Nadia, Captive of Hope: Memoir of an Arab Woman
ISBN-10
076563418X
ISBN-13
9780765634184
Category
Biography & Autobiography
Pages
379
Language
English
Published
1999
Publisher
M.E. Sharpe
Author
Fay Afaf Kanafani

Description

A rare feminist perspective on a people and culture in one of the most tumultuous regions in the world, Nadia is the autobiography of Fay Afaf Kanafani, an Arab Muslim woman born in Beirut in 1918. Kanafani is frank and passionate as she recounts her difficult life. Engaged at thirteen to a distant cousin, Kanafani was married by age seventeen and living with her husband's family in Palestine.
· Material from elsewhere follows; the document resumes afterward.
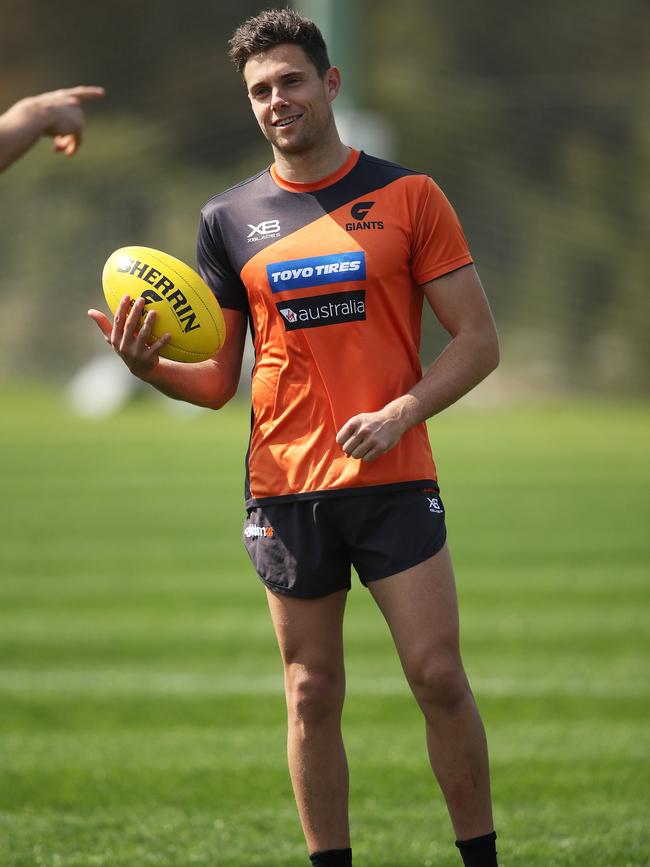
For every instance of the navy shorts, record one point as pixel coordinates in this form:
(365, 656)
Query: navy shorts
(306, 548)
Her recollections provide fresh insight into Arab-Jewish relations in Palestine from 1935 to 1948, the year Kanafani's husband was killed by Israeli soldiers as they advanced to occupy Haifa and the family became refugees in Lebanon. As a widow with three children, Kanifani, who learned early in life how tradition and custom circumscribed women's rights, broke free of all of those traditions and defiantly resumed her college studies. Struggling against social norms and family tradition, Kanafani became a successful and respected career woman. During the early years of her profession, Kanafani met the man who was destined to become everything in her life. Each faced obligations imposed on them by their families but finally, in 1965, they were free to marry. Their happiness lasted only a decade, until the Lebanese Civil War erupted. The last chapter of Kanafani's book focuses on the period 1975 to 1985 and provides a personal account of the civil war in Lebanon. As the story of this powerful woman's journey to independence unfolds, Kanafani offers a fascinating glimpse into the constraints placed on women in traditional societies and the opportunities available to them in newly emerging countries. She also tells of the devastation wrought by fifty years of war, including intimate details of marriage and family life. The reader is left inspired by Kanafani's strength and perseverance and her strong feminist outrage, expressed long before her exposure to Western feminism.